On The Bell Jar

Posted by Jack on 2020-07-04 at 19:00
Tagged: books
TitleThe Bell Jar
AuthorSylvia Plath
Published1963
ISBN9780060837020

Unexpectedly intense and fascinating read.

I read this without knowing anything about the plot, but of course it's reputation as a "sad book" preceded it. I was unprepared for how much of an understatement that is.

The first part of this book, before it becomes a hospital log, is amazing. I feel like it perfectly portrays the morbid cynicism of the suicidally depressed, but also the caged feeling of being a woman in this time period. Esther is straining against the parameters of her society and actually demanding agency of any sort she can get. It is a feminist book and is definitely judgmental of men, but I would say deservedly so... It's radical points of view are based only in equality and resisting the sort of angel-whore dichotomy and double standards facing women in the '50s. As she becomes more fixated on suicide, I wanted to shout to her (and Plath by extension) that things would get better even if her current status seemed hopeless.

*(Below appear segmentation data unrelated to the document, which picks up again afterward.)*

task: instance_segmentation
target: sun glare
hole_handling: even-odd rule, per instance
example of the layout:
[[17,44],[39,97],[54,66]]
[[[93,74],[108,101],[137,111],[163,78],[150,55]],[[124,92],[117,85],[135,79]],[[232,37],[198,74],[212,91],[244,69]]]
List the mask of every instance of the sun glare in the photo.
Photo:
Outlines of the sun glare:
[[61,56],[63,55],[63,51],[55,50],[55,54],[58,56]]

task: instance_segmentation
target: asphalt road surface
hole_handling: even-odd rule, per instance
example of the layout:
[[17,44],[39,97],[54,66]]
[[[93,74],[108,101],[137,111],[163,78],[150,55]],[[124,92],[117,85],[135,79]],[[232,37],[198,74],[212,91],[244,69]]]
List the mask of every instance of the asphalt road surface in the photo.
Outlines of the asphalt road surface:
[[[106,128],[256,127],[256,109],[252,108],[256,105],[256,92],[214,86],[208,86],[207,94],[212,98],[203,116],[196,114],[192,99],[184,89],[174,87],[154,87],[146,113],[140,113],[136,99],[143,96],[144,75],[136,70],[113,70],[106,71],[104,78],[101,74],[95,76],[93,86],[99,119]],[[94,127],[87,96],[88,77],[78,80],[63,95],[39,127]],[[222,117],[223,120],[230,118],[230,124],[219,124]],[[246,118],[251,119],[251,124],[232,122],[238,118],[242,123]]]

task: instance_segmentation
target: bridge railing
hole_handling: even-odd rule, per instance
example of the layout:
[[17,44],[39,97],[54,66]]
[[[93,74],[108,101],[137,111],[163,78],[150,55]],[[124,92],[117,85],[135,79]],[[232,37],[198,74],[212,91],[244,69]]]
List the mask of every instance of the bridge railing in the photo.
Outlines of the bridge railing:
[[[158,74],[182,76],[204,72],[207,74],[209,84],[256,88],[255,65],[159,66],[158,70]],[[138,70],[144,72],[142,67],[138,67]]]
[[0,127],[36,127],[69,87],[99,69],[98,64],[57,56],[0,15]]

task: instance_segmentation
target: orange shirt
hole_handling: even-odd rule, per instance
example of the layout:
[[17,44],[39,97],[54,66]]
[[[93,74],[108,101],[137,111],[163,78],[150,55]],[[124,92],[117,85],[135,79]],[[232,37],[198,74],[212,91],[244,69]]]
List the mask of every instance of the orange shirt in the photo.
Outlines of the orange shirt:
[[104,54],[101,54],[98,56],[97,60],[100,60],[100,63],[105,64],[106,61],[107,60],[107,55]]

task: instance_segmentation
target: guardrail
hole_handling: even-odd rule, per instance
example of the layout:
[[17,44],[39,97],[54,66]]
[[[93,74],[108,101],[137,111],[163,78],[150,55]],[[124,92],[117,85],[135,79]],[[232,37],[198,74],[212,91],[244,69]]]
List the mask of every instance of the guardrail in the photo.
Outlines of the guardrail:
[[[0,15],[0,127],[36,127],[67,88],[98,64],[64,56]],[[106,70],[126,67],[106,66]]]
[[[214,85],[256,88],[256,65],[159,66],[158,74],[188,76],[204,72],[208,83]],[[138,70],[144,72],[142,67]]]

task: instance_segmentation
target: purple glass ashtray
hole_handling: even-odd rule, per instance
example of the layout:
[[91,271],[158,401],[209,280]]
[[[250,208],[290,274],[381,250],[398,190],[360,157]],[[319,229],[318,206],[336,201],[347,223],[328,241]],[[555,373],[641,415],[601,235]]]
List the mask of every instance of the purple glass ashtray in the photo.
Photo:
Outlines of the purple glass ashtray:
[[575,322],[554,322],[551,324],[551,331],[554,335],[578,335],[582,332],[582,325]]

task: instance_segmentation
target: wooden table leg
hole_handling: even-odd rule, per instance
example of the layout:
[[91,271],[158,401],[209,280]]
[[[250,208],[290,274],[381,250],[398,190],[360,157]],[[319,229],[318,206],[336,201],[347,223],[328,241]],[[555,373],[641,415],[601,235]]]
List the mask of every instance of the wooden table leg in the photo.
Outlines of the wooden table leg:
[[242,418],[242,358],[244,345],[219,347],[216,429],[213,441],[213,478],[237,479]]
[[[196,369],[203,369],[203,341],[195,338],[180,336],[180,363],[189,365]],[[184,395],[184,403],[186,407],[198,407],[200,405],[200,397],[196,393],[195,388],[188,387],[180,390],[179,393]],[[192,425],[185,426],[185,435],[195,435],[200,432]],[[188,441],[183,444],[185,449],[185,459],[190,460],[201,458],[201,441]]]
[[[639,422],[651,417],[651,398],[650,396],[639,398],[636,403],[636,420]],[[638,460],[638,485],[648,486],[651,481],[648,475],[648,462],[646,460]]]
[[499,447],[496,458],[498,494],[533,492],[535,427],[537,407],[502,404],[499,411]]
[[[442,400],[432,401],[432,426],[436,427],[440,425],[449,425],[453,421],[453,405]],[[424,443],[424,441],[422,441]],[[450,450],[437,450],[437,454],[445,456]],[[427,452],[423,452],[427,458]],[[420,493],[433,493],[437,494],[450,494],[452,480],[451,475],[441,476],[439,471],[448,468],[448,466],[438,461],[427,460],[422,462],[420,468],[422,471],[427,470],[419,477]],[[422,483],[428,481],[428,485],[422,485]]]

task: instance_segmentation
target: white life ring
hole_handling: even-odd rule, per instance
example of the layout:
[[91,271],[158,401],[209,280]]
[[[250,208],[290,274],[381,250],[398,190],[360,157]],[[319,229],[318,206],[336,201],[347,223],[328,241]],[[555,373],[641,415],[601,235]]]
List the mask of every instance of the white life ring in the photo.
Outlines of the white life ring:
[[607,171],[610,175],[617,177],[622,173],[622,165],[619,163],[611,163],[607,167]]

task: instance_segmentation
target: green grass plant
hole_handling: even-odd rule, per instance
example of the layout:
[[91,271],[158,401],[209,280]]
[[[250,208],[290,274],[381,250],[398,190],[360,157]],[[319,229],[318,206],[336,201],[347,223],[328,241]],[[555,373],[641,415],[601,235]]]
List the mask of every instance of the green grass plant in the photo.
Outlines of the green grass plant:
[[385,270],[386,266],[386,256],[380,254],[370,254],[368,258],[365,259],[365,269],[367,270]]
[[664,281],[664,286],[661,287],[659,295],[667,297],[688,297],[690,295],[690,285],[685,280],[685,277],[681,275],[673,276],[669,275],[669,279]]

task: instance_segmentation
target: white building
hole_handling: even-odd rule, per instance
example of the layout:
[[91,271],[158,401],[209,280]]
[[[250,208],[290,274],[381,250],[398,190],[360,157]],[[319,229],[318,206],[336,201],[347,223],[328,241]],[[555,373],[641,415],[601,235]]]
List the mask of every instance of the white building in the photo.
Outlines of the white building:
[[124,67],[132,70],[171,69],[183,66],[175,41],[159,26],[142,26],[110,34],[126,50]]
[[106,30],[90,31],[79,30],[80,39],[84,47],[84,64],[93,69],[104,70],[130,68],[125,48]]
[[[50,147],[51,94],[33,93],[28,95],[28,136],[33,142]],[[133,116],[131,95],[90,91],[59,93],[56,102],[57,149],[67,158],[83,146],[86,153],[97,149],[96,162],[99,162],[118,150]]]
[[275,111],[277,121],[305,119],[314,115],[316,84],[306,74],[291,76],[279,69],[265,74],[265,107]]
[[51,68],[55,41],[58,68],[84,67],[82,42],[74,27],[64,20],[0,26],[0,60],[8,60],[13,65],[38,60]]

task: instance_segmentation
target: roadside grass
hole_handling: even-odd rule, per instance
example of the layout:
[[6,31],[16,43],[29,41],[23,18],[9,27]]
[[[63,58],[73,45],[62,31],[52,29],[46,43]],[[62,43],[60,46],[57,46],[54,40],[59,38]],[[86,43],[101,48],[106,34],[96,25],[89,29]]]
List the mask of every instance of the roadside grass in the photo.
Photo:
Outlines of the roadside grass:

It's in the last fifth that the book loses this intense thread. After the main suicide attempt, Esther is treated successfully. I didn't anticipate that, expecting more of a One Flew Over the Cuckoo's Nest style derision for EST and asylum psychiatry... But Esther pulls out of it. In a way that's a relief, but Plath makes it clear that the solution is temporary, that the bell jar that causes Esther to rot in "her own foul air" and become suicidal can surround her again. Especially since this work is obviously biographical, and Plath did indeed kill herself later, the work feels incomplete and the temporary solution unsatisfying. It feels ghoulish to say Esther should have died, but alternatively she could have learned to see something beautiful or hopeful in the world instead of being scrambled by EST.

I have to give this book credit for making me feel raw and sad the way it did, and for being a really powerful account of suicidal ideation that rings true. It's only the rather incomplete end that keeps it from being a perfect score.